Severe drought in the Midwest could send insect and spider populations skyrocketing, adding insult to injury for farmers already facing billions of dollars in crop losses, entomologists and other experts said this week.
"These insects are favored by hotter, drier weather," said Sue Blodgett, the Entomology Department chairwoman at Iowa State University. "They're feeding on agronomically important crops. They're damaging and compromising the plant and impacting yield."
The extreme weather is especially beneficial for spider mites, which infect corn and soybean crops, destroying foliage and reducing harvest size. This year's mild winter and warm spring gave the arachnids ample opportunity to multiply. One of the most common responses is to apply pesticides to the outer rows of a field, where spider mites tend to congregate.
"We have some people who are spraying insecticides for these pests," Blodgett said. "Spraying insecticides costs money."
The sudden population increase is one that many insects experience during periods of extended warming.
"What you have to understand about insects is they're all coldblooded, so they rely on the environment to tell them what their body should be doing," said Missy Henriksen, a spokeswoman for the National Pest Management Association. "When the temperatures warm, their bodies warm, and everything goes much quicker."
That means everything in an insect's life cycle, from maturation to reproduction, is fast-forwarded. For corn, it's a vicious feedback loop. Drought conditions cause a breakdown in the plant's ability to process nutrients such as amino acids, a mite's favorite food. The acids build up in the corn stem, providing easy access for mites and causing a population explosion. More mites put more stress on the corn, which increases the amount of amino acids in its stem, and the cycle continues.
Ticks, spiders seek shelter and moisture
Of course, not all insects and spiders enjoy the heat. The National Pest Management Association released a report last week warning homeowners of "accidental invaders" -- pests that fight their way inside as a last-ditch effort to survive.

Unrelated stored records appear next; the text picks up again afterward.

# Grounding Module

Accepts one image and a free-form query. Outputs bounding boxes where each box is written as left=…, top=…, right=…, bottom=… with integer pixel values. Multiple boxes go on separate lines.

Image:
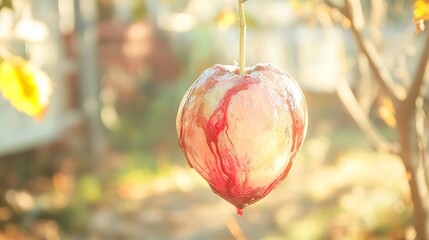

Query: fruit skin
left=176, top=64, right=307, bottom=209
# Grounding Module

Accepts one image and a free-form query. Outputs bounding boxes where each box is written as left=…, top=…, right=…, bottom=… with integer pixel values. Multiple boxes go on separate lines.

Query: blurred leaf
left=377, top=97, right=396, bottom=128
left=413, top=0, right=429, bottom=33
left=0, top=57, right=52, bottom=120
left=0, top=0, right=13, bottom=10
left=78, top=175, right=102, bottom=203
left=215, top=8, right=237, bottom=31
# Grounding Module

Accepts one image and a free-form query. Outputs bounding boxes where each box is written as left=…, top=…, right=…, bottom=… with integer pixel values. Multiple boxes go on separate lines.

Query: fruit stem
left=237, top=0, right=247, bottom=75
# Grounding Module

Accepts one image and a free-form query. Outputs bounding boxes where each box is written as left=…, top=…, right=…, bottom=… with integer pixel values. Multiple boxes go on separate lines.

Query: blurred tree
left=323, top=0, right=429, bottom=239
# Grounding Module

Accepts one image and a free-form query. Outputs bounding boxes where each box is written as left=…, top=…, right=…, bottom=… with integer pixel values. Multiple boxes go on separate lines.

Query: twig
left=404, top=33, right=429, bottom=114
left=345, top=0, right=405, bottom=103
left=237, top=0, right=247, bottom=75
left=337, top=81, right=398, bottom=153
left=325, top=0, right=405, bottom=102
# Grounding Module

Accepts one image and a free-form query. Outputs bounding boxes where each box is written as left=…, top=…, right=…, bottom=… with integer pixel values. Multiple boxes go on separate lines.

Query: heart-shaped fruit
left=176, top=64, right=307, bottom=214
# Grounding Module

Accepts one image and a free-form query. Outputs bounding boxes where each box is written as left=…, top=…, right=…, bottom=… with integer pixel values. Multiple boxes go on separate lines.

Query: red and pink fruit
left=176, top=64, right=307, bottom=214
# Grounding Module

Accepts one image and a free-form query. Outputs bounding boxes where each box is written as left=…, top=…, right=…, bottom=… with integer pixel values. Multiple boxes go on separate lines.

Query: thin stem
left=237, top=0, right=247, bottom=75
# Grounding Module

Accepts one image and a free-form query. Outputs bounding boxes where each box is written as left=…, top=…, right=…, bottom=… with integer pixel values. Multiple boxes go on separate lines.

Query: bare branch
left=404, top=33, right=429, bottom=114
left=337, top=81, right=399, bottom=153
left=325, top=0, right=406, bottom=102
left=345, top=0, right=405, bottom=102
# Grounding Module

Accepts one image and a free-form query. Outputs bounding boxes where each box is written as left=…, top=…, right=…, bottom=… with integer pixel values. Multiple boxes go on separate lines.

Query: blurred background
left=0, top=0, right=427, bottom=240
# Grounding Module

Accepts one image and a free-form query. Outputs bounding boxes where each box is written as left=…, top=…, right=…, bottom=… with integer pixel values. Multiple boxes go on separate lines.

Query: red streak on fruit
left=177, top=64, right=307, bottom=216
left=204, top=76, right=258, bottom=208
left=237, top=208, right=243, bottom=217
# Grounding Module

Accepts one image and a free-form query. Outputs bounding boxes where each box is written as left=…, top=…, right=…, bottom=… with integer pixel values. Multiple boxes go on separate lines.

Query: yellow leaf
left=215, top=8, right=237, bottom=31
left=0, top=57, right=52, bottom=120
left=377, top=96, right=396, bottom=128
left=413, top=0, right=429, bottom=33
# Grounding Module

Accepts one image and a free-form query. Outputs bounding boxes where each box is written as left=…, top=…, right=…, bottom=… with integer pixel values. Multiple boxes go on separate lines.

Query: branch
left=325, top=0, right=405, bottom=102
left=337, top=81, right=399, bottom=153
left=344, top=0, right=405, bottom=102
left=404, top=31, right=429, bottom=110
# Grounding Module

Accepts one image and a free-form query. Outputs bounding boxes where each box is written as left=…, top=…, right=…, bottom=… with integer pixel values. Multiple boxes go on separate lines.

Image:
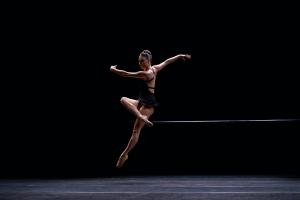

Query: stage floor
left=0, top=176, right=300, bottom=200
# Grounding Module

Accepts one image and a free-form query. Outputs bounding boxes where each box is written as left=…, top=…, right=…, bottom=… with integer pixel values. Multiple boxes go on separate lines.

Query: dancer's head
left=139, top=50, right=152, bottom=70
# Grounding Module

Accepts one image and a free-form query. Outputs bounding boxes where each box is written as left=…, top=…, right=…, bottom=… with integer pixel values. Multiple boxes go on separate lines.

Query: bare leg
left=120, top=97, right=153, bottom=127
left=116, top=106, right=154, bottom=168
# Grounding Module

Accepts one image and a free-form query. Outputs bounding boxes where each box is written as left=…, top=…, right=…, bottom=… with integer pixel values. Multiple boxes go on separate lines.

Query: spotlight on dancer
left=110, top=50, right=191, bottom=168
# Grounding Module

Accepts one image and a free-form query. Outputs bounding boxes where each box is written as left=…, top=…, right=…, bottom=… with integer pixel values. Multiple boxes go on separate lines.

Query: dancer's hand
left=181, top=54, right=192, bottom=61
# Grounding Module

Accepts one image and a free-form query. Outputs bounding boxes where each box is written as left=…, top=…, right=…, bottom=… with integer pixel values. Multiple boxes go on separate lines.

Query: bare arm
left=110, top=65, right=149, bottom=80
left=153, top=54, right=191, bottom=71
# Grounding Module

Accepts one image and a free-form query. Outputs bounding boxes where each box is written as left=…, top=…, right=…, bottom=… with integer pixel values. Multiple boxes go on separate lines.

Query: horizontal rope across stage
left=152, top=119, right=300, bottom=124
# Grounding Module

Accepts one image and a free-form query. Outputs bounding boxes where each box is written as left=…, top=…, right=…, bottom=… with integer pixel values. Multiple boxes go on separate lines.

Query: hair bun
left=143, top=50, right=152, bottom=55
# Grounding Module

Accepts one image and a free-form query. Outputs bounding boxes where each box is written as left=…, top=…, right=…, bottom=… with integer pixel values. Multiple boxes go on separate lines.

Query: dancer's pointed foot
left=140, top=115, right=153, bottom=127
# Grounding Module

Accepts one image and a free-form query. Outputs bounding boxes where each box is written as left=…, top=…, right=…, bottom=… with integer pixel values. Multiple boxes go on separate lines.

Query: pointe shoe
left=116, top=154, right=128, bottom=168
left=141, top=115, right=153, bottom=127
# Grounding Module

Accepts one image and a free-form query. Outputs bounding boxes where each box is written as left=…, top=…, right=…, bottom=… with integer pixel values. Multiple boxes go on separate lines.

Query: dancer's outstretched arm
left=153, top=54, right=192, bottom=71
left=110, top=65, right=153, bottom=80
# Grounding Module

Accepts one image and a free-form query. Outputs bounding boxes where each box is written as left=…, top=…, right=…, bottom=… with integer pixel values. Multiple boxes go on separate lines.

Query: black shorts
left=139, top=94, right=159, bottom=107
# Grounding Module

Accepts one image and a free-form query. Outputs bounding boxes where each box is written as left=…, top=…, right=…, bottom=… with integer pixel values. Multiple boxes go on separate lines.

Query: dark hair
left=140, top=50, right=152, bottom=62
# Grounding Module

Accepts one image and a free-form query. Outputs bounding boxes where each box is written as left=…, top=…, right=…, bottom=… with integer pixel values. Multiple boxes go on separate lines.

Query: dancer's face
left=139, top=56, right=150, bottom=70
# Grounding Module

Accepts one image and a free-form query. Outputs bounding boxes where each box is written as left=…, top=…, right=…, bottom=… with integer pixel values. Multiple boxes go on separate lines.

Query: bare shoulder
left=151, top=65, right=158, bottom=74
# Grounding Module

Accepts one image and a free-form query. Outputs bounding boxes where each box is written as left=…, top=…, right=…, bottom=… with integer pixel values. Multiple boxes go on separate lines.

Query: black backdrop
left=1, top=8, right=300, bottom=177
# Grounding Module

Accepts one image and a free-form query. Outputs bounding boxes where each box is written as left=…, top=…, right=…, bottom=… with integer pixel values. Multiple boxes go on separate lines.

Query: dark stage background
left=1, top=13, right=300, bottom=177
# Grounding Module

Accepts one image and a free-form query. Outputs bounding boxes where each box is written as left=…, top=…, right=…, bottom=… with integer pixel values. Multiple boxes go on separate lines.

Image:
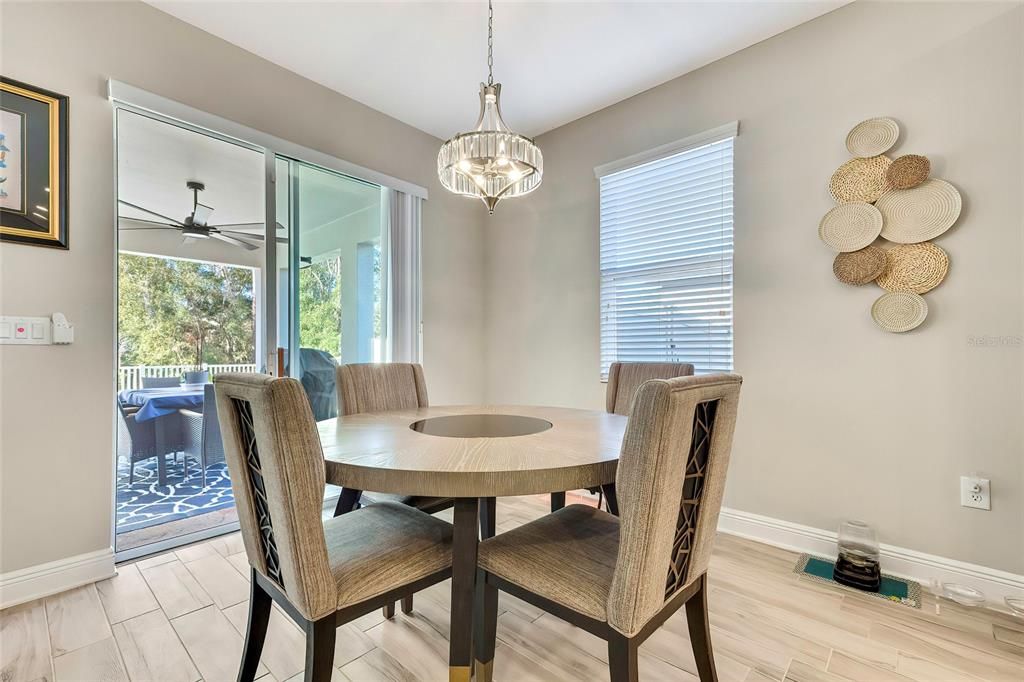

"They're coming indoors in search of moisture," Henriksen said. "They're not finding the moisture that they need in their natural environment."
The result is an increase in ticks, brown recluse spiders and black widow spiders, all serious health hazards for both pets and humans, she added.
For pests that don't generally migrate indoors, the heat wave can also reduce their effect on a crop. Many insect populations are just as water-dependant as their plant hosts, said Christian Krupke, an associate professor of entomology at Purdue University. Sightings of the corn rootworm, a pest that feeds on corn roots, and the Japanese beetle, an insect that can destroy corn tassels, have actually decreased, he added.
"It's pretty slim pickings for insects right now," Krupke said. "They're not immune to the same laws of biology that the plants are succumbing to."
The insects that rely on water to reproduce aren't going to fare well, either, he said. Thus, the Midwest can also expect to see a decrease in mosquito populations, which carry disease like West Nile virus.
Crop loss devastation
Yet a major die-off of any insect population isn't necessarily a good thing. Ecosystems rely on a host of organisms in order to function. Despite the stigma attached to bugs, many of them perform services necessary for a productive ecological community.
High temperatures are detrimental to predatory insects that aid farmers, protecting crops from pest invasions, said Bradford Hawkins, a professor with the Department of Ecology and Evolutionary Biology at the University of California, Irvine. These insects can even reduce the need for a farmer to use pesticides, saving the industry time and money, he added.